MORE: How do you balance your career and taking care of your family and yourself?
BF: I pray for a good night's sleep. Then I can do anything. Balance is a distant memory.

MORE: How have marriage and family changed you?
BF: My priorities shifted when I started to get serious with Jason and realized we wanted to start a family right away. Placing him and [my daughter] Bryn first was a big change for me, but well worth it. It seemed to happen pretty much organically.

MORE: What did your first divorce teach you about yourself and what you needed to make marriage work?
BF: I was simply too young. It taught me not to try to fit everything into a perfect Tiffany box. It's my own unique journey on my own timeline and no one else can tell me what's right.

MORE: What's the secret to finding the "perfect guy"?
BF: You can't sleep next to an 8 x 10 piece of paper. Choose someone who takes care of you, who cares for their family and who will be a good partner and parent, and someone who you actually like, respect and laugh with.

MORE: How do you know when you’re staying in a relationship out of fear instead of truth?
BF
: You know you're holding on to a relationship because of fear when you think no one else will want you or love you, or you worry you will never find someone as good. You shouldn't try to negotiate and rationalize; You should just feel.

MORE: How important is sex in a relationship?
BF: It depends upon the couple and you better be on similar pages. If you love sex, then make sure the other person does too, or is willing to play along once in a while. Sex is an instinct but also an interest. Choose someone with similar interests. But, if you're partner is sexual and loses interest in you, then you may worry that they're getting it elsewhere, that you're not making an effort or that something is wrong. It's awkward, but sex must be discussed. It constantly changes: honeymoon stage, while pregnant, after baby, with children, in your 50s, etc. Communicate.

MORE: Is not looking for love the secret to finding the love you deserve?
BF: Being ok with who you are and where you are in your life, whether alone or with someone, is the secret to finding what you want and need. Desperation and fear will take you to the wrong places and the wrong relationships.

MORE: What's the best piece of advice related to dating, love or life that youve ever received?
BF: Not to make decisions out of fear.
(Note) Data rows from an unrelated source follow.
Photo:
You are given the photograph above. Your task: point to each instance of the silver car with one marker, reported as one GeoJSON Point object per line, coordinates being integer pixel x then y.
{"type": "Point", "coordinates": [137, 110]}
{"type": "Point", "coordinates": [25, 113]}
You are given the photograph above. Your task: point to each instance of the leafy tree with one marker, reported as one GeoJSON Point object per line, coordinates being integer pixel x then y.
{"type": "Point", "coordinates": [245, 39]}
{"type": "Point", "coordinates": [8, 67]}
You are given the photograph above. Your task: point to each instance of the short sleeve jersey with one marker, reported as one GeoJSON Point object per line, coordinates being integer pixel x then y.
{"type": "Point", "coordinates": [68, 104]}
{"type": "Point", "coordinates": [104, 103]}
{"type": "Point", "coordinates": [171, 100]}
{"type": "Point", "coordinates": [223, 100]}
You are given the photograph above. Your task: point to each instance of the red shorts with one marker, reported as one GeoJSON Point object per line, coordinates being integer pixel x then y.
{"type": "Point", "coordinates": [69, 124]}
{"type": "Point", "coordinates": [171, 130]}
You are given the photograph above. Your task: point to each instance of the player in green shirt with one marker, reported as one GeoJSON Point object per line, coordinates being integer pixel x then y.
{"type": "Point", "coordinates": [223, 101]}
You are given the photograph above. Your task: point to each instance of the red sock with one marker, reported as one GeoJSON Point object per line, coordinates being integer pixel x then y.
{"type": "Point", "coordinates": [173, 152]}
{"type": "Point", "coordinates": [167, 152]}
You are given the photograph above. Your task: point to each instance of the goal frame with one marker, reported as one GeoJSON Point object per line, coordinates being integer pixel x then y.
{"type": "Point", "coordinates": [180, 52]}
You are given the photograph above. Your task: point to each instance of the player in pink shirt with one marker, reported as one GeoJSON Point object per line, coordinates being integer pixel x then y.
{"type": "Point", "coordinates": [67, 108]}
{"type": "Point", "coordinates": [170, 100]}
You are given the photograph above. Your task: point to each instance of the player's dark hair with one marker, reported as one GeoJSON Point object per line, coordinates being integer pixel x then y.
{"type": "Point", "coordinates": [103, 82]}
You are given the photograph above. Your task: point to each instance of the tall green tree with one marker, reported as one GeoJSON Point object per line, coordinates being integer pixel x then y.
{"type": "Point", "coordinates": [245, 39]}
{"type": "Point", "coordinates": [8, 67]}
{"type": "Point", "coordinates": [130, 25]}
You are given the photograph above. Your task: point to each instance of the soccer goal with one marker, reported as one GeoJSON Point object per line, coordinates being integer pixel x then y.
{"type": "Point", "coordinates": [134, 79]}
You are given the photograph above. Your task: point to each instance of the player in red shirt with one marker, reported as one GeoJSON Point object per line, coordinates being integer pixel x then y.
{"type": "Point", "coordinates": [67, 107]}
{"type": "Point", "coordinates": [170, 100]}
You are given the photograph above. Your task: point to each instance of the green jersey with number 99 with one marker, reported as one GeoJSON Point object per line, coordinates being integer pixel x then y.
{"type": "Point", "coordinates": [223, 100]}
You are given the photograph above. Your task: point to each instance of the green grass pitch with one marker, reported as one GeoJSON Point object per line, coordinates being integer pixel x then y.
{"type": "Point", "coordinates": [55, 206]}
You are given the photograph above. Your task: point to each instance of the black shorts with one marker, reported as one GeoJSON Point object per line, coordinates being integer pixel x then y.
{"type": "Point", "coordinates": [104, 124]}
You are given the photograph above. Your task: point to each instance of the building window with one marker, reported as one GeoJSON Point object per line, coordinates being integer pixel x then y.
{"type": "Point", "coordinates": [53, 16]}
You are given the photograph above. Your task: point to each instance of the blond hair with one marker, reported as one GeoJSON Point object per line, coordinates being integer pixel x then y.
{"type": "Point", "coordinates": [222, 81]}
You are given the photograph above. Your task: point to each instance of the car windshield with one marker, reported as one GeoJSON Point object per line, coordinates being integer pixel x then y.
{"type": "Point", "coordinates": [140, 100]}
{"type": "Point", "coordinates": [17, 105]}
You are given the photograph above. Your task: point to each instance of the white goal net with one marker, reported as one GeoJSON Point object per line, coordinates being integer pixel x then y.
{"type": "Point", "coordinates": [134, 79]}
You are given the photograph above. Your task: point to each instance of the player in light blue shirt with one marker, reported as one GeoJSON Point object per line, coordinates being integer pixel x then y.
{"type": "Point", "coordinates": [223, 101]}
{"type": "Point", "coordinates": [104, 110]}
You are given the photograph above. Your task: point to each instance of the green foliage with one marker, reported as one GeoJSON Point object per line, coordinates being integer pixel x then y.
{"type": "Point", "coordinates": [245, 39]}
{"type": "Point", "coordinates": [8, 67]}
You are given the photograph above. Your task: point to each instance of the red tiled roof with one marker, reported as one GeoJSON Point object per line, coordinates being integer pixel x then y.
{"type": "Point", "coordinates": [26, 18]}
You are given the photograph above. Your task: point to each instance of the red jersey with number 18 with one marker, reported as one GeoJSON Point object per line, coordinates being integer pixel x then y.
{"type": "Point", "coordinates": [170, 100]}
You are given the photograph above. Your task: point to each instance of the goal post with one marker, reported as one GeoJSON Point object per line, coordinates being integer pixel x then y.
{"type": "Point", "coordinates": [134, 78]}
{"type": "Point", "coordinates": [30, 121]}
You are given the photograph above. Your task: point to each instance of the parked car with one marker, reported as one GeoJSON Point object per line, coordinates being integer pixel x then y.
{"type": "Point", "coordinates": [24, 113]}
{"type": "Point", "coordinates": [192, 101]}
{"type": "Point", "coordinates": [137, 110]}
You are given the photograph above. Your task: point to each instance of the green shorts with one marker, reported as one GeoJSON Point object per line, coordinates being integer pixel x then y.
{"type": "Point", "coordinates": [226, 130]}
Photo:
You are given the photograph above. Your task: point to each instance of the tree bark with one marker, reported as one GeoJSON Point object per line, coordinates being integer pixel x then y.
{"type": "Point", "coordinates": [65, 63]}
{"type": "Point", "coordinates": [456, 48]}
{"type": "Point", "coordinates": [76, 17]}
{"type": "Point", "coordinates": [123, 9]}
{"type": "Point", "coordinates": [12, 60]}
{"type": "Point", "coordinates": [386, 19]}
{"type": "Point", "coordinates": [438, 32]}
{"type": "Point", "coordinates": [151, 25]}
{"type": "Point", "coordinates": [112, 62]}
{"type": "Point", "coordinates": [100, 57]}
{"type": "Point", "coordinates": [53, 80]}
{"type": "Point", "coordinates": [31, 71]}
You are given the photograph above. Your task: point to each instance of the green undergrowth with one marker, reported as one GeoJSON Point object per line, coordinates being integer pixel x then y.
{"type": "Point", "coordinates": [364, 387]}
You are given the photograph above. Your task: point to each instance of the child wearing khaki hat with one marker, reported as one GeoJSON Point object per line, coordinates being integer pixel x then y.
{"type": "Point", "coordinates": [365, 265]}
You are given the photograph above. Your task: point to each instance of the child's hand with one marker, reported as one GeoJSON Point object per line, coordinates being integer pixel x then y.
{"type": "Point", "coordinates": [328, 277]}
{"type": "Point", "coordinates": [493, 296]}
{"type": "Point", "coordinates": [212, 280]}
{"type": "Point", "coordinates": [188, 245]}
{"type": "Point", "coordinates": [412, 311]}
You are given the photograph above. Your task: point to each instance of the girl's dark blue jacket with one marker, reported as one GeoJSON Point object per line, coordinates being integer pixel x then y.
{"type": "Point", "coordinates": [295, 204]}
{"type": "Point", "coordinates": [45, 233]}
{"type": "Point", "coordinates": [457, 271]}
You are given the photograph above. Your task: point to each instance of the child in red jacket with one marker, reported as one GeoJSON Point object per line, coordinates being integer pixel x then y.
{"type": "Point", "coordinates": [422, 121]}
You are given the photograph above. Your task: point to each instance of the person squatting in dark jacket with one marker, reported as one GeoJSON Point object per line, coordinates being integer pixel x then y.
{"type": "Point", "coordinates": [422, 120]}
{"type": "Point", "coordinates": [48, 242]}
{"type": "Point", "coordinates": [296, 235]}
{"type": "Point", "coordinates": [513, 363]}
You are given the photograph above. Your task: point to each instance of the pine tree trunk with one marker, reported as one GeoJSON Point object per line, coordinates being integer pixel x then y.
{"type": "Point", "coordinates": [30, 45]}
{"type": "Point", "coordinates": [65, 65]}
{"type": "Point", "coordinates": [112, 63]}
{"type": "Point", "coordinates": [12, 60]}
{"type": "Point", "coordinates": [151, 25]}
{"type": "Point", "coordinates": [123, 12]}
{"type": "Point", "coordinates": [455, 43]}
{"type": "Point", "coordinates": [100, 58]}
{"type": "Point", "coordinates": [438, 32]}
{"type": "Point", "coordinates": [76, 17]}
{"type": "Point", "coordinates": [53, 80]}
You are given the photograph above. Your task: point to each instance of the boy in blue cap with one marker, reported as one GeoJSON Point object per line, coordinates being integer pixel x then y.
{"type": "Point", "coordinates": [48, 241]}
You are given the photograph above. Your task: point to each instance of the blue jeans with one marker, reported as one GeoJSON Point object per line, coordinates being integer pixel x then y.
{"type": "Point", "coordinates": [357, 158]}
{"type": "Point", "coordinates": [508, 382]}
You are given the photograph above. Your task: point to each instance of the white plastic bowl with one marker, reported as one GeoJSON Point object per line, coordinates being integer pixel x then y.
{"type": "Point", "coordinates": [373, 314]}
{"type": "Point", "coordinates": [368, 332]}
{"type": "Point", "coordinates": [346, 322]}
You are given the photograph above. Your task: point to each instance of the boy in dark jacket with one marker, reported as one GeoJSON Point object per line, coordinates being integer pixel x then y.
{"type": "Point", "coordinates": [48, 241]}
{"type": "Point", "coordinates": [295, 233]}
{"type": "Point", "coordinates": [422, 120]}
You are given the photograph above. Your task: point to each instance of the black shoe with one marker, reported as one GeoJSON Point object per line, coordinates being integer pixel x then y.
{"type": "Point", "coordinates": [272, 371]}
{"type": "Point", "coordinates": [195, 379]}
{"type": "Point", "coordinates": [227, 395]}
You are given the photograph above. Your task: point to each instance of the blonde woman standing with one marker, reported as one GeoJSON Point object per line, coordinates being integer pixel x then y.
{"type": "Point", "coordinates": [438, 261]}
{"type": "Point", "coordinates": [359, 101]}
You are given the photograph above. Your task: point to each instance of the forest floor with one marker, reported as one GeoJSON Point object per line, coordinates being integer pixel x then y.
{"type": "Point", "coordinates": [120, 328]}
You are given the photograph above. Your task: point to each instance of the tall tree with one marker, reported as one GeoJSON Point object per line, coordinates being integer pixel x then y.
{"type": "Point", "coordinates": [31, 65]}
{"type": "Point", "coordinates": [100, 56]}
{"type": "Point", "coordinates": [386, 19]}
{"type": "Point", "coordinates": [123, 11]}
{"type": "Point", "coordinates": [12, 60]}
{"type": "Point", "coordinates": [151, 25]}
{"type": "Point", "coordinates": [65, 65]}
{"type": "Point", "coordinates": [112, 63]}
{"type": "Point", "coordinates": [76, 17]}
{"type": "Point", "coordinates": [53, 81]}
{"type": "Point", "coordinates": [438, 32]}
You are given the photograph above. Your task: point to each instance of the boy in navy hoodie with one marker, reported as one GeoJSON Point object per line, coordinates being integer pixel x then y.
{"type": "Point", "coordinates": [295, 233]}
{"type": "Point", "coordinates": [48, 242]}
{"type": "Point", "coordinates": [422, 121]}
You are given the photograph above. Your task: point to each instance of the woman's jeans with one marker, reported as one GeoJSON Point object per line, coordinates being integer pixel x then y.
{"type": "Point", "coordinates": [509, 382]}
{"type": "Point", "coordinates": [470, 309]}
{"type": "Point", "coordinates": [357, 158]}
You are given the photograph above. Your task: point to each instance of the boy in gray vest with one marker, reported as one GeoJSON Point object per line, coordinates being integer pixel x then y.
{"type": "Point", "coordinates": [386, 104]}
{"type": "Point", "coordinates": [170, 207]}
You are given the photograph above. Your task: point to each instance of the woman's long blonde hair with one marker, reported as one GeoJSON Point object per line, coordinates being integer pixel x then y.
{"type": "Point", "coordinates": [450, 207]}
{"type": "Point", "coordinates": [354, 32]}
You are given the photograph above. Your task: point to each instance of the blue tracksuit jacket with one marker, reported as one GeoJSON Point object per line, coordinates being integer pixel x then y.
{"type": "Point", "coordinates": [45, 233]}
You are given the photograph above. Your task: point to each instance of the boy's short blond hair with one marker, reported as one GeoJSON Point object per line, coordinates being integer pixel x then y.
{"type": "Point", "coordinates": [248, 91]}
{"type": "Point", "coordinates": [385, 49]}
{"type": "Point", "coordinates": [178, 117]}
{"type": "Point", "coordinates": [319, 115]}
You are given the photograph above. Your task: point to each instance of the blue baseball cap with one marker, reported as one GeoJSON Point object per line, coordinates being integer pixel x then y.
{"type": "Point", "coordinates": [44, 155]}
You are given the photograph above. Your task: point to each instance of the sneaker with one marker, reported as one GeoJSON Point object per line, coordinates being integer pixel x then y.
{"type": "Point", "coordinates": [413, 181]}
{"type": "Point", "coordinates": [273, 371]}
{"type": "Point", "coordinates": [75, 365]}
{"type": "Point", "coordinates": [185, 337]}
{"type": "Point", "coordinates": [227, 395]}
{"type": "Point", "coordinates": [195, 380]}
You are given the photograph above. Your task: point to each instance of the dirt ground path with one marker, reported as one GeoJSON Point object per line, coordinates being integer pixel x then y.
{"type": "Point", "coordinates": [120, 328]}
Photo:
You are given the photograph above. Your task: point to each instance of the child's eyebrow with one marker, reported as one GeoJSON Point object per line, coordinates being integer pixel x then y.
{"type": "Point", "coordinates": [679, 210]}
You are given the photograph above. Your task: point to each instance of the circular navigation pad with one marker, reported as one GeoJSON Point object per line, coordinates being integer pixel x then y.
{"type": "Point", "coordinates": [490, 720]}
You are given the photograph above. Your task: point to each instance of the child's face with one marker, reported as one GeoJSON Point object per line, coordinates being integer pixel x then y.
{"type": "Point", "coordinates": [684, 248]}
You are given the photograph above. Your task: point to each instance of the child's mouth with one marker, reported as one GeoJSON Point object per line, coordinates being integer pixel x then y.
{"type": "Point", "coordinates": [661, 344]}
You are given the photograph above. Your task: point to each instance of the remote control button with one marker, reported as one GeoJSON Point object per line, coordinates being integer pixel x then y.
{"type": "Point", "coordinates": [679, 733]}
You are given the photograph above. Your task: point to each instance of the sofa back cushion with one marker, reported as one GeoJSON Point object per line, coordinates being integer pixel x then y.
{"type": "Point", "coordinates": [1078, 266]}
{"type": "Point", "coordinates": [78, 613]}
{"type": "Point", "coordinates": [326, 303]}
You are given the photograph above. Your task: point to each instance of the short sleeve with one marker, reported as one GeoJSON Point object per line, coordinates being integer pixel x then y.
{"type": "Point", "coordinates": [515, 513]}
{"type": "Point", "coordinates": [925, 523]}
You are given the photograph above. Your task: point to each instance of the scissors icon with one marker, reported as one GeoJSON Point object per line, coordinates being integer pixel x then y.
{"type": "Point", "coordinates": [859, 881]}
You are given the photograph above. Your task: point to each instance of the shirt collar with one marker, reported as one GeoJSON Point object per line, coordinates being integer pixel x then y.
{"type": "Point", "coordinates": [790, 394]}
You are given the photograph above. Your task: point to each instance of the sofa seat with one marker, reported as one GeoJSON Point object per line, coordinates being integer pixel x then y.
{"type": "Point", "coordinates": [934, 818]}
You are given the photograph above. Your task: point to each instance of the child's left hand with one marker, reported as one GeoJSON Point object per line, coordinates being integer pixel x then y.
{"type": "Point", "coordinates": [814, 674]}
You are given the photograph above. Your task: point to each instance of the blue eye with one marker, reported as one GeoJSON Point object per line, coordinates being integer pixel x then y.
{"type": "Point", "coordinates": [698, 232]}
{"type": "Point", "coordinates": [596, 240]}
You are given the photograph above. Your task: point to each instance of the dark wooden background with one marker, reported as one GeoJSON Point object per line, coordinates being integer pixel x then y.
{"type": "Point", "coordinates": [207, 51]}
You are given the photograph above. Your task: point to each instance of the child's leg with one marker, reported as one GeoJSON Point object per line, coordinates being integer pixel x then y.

Make them out of truth and love.

MORE: We recently had a piece in our May issue about a woman’s son who started dating-- what advice would you give your daughter Bryn on men once she starts dating?
BF: I would advise her that getting men to respect you and want to marry you -- as much if not more than they want to get physical with you -- is an art form.

MORE: What did you learn by the age of 40 that you wished you had learned years ago?
BF: Not to sunbathe, that it would all work out and all roads lead to Rome.